During World War I, with the advance of the Central Powers armies into Romania in November 1916, the majority of oil wells in Romania were destroyed as a precautionary measure as to not fall into enemy hands. A commission formed by several British officers and led by British Lieutenant-Colonel John Norton-Griffiths, together with Prince George Valentin Bibescu and several Romanian engineers conducted the plan [ro] on 5 December. While the damage sustained by Vega was significant, the refinery was not fully destroyed, which prompted the Germans to restart production in March 1917.[2][3]

After the war, the German-owned companies were taken by the Romanian state.

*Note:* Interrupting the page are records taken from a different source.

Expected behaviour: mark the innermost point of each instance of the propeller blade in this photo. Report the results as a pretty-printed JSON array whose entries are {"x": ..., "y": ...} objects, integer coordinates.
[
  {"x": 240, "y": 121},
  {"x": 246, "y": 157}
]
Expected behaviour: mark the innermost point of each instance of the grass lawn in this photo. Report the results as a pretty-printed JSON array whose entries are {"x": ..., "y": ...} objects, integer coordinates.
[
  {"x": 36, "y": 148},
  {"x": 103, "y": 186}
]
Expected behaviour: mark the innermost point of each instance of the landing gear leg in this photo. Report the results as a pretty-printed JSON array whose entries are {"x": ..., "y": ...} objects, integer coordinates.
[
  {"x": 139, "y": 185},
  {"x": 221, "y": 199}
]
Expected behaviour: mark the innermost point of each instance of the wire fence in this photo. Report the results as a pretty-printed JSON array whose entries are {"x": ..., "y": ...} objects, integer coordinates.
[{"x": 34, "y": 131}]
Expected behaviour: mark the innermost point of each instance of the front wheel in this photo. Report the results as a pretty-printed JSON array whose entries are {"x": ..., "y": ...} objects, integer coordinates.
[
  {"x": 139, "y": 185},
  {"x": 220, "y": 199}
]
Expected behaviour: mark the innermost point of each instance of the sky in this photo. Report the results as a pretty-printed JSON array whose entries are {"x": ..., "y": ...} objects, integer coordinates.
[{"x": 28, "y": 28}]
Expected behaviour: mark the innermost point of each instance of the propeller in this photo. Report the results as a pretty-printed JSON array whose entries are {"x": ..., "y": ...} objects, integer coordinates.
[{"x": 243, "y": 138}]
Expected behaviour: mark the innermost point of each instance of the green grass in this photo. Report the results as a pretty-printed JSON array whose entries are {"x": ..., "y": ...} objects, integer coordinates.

At the insistence of other international companies, Vega and Creditul Petrolifer were taken over by the Belgian Petrofina company, while Concordia (another company previously owned by Disconto-Gesellschaft) was taken by the French Compagnie Française des Pétroles. In 1922, the Vega refinery came into the possession of Concordia after the company was merged with the Vega and Creditul Petrolifer under the Franco-Belgian Petrofina trust led by Léon Wenger. During the interwar period, Vega was ranked second among the Romanian refineries, after Astra Română.[2][3]

Second World War

USAAF B-24 bombers attacking the refinery on 31 May 1944

After the start of World War II, Concordia was placed under military jurisdiction on 11 December 1940, and until 1945 it was controlled by the General Staff and the Ministry of Endowment of the Army and War Production. Also in 1940, a Mobilization and Passive Defense Service was established with the role of camouflaging the refinery and constructing bomb shelters for the workers. Brick walls were also erected around tanks, and walls up to 10 m high were built for protection.[1] With Romania's entry into the war, the Vega refinery was first bombed on 18 July 1941 by Soviet bombers. Only one oil tank was set on fire, while the anti-aircraft artillery shot down one bomber.[2]

With America's declaration of war on Romania in 1942, and with the arrival of the Halverson Detachment equipped with B-24 bombers in Egypt, the refineries from Ploiești were targeted once again. Vega did not sustain any damage on the 12 June 1942 raid.[4] Designated as target White 2 for the low-level raid code-named Operation Tidal Wave, the refinery was attacked on 1 August 1943 by the 376th and 93d Bomb Groups. In the aftermath of the raid, damage sustained by Vega amounted to just 15%, which was quickly repaired and the refinery increased its production by September.[5]

Between April and August 1944, the Vega refinery was attacked several times. It suffered heavy damage in the 31 May raid, and by the end of the war damage caused to the refinery amounted to about 442 million lei with almost 90% of the refinery being affected.[6][3] The four main oil processing installations did not suffer significant damage however.[2]

Post-war to modern day

The damages suffered during the war were fully repaired by 1948. In the same year, the Concordia society was nationalized and the refinery was transferred to the state, being renamed Refinery No. 2. Between 1949 and 1955, the refinery was under the control of the Sovrompetrol. Once it was transferred back to the state, the refinery was modernized and by 1981 it could manufacture petroleum solvents for the chemical and petrochemical industry, as well as detergents, petroleum jelly, and special bitumens.[2][3]

In 1990, after the revolution, the Vega Refinery became a joint-stock company. The company was privatized in 1998, and the majority stake was purchased by Rompetrol in 1999. Following a $7 million investment, a processing unit of polymer-modified road bitumen was finished in 2007. In 2014, a record 61.400 tons of bitumen and 64.000 tons of n-hexane were produced.[2]

Currently, the Vega refinery is the only producer of bitumen in Romania, and the only producer of n-hexane in Central and Eastern Europe.[3]